In de conceptredactie van het huidige art. 189 Sr die uitgangspunt vormde voor de beraadslagingen van de Staatscommissie die het oorspronkelijk regeringsontwerp van het Wetboek van Strafrecht heeft voorbereid, de zogenoemde Commissie De Wal, was de thans in het tweede lid voorziene strafuitsluitingsgrond niet opgenomen. Deze is in de loop van de beraadslagingen van die Commissie toegevoegd, aanvankelijk slechts voor de handelingen die thans zijn vermeld in het eerste lid, aanhef en onder 1°, en vervolgens ook voor de thans in het eerste lid, aanhef en onder 2° opgenomen handelingen (notulen Cie De Wal, blz. 206 en 210).
Deze strafuitsluitingsgrond is geformuleerd naar analogie van een — naderhand door de Commissie overgenomen — voorstel voor een tekst voor de strafuitsluitingsgrond die thans is opgenomen in artikel 137 Sr (notulen Cie De Wal, bijlage 77f).
Dat voorstel behelsde een uitbreiding van laatstgenoemde bepaling — die aanvankelijk slechts zag op degene die gevaar voor vervolging voor onder meer de thans nog in die bepaling genoemde categorieën personen zo doen ontstaan — tot degene die gevaar van vervolging voor zichzelf zou doen ontstaan.
Die uitbreiding berustte op de overweging dat, waar de daaraan voorafgaande bepaling (het huidige art. 136 Sr) het oog heeft op het voornemen van een ander tot het plegen van de daargenoemde misdrijven de in die bepaling genoemde verplichting anders ‘’niet zou worden opgeheven voor degene die later als medeplichtige in de vervolging zou kunnen worden begrepen’’ (notulen Cie De Wal, bijlage 77e).
Op grond van het vorenoverwogene moet worden aangenomen dat de wetgever het tweede lid van art. 189 Sr eveneens van toepassing heeft willen doen zijn op degene die de in het eerste lid, aanhef en onder 1° vermelde handelingen verricht, mede ten einde gevaar van vervolging voor zichzelf te ontgaan.
7.7. Gelet op de strekking van art. 189 Sr — zoals deze tevens kan worden afgeleid uit hetgeen hiervoor onder 7.6 is overwogen — moet worden aangenomen dat, nu de verdachte de onder 2 bewezenverklaarde handeling tevens heeft verricht ten einde gevaar van vervolging voor zichzelf te ontgaan, het bepaalde in art. 189, tweede lid, Sr meebrengt dat het eerste lid van die bepaling niet van toepassing is. 's Hofs verwerping van het gevoerde verweer berust in zoverre dus op een onjuiste rechtsopvatting.
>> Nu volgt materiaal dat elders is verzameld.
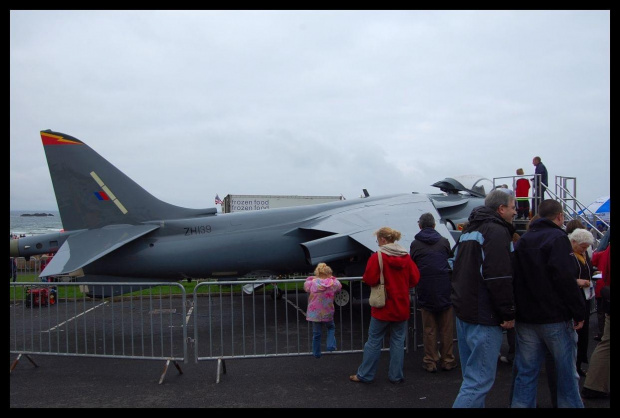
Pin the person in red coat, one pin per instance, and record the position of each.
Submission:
(600, 259)
(400, 275)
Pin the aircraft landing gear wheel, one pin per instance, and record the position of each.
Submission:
(343, 297)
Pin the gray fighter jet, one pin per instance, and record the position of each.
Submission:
(115, 231)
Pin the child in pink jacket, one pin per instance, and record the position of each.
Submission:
(322, 288)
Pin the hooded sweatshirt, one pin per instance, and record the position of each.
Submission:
(482, 274)
(430, 252)
(400, 274)
(321, 299)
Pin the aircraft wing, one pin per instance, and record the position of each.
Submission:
(356, 225)
(85, 247)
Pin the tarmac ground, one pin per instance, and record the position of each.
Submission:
(283, 382)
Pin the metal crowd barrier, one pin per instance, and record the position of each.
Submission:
(231, 319)
(267, 318)
(59, 319)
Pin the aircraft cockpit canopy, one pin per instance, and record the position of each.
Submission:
(471, 184)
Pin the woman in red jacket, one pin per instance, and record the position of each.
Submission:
(400, 274)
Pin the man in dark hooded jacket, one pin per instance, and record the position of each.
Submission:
(550, 308)
(482, 294)
(430, 251)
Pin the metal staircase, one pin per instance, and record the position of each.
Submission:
(566, 193)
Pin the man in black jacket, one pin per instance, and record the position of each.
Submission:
(550, 308)
(430, 251)
(482, 294)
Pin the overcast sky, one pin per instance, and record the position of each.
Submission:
(191, 104)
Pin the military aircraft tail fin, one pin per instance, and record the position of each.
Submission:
(92, 193)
Aangezien het bewezenverklaarde niet bij enige andere bepaling strafbaar is gesteld, had het Hof de verdachte te dier zake moeten ontslaan van alle rechtsvervolging. De Hoge Raad zal de zaak in zoverre zelf afdoen.
8. Slotsom
Het in 7 hiervoor overwogene leidt ertoe dat de bestreden uitspraak in voege als na te melden niet in stand kan blijven, het vierde middel geen bespreking behoeft en dat, nu de Hoge Raad geen grond aanwezig oordeelt waarop de bestreden uitspraak overigens ambtshalve zou behoren te worden vernietigd, als volgt moet worden beslist.
9. Beslissing
De Hoge Raad:
Vernietigt de bestreden uitspraak, doch uitsluitend voor wat betreft de strafoplegging ten aanzien van het onder 1 en onder 2 bewezenverklaarde, en voorts voor wat betreft de kwalificatie en strafbaarverklaring van het onder 2 bewezene en van de verdachte deswege, alsmede voor wat betreft de aanhaling van de toegepaste wetsartikelen ten aanzien van het onder 2 bewezenverklaarde;
Ontslaat de verdachte ter zake van het onder 2 bewezenverklaarde van alle rechtsvervolging;
Verwijst de zaak naar het Gerechtshof te Amsterdam ten einde deze voor wat betreft de strafoplegging ter zake van het onder 1 bewezenverklaarde opnieuw te berechten en af te doen;
Verwerpt het beroep voor het overige.
Dit arrest is gewezen door de vice-president Haak als voorzitter, en de raadsheren Beekhuis, Bleichrodt, Van Erp Taalman Kip-Nieuwenkamp en Schipper, in bijzijn van de griffier Bogaert, en uitgesproken op 17 oktober 1995.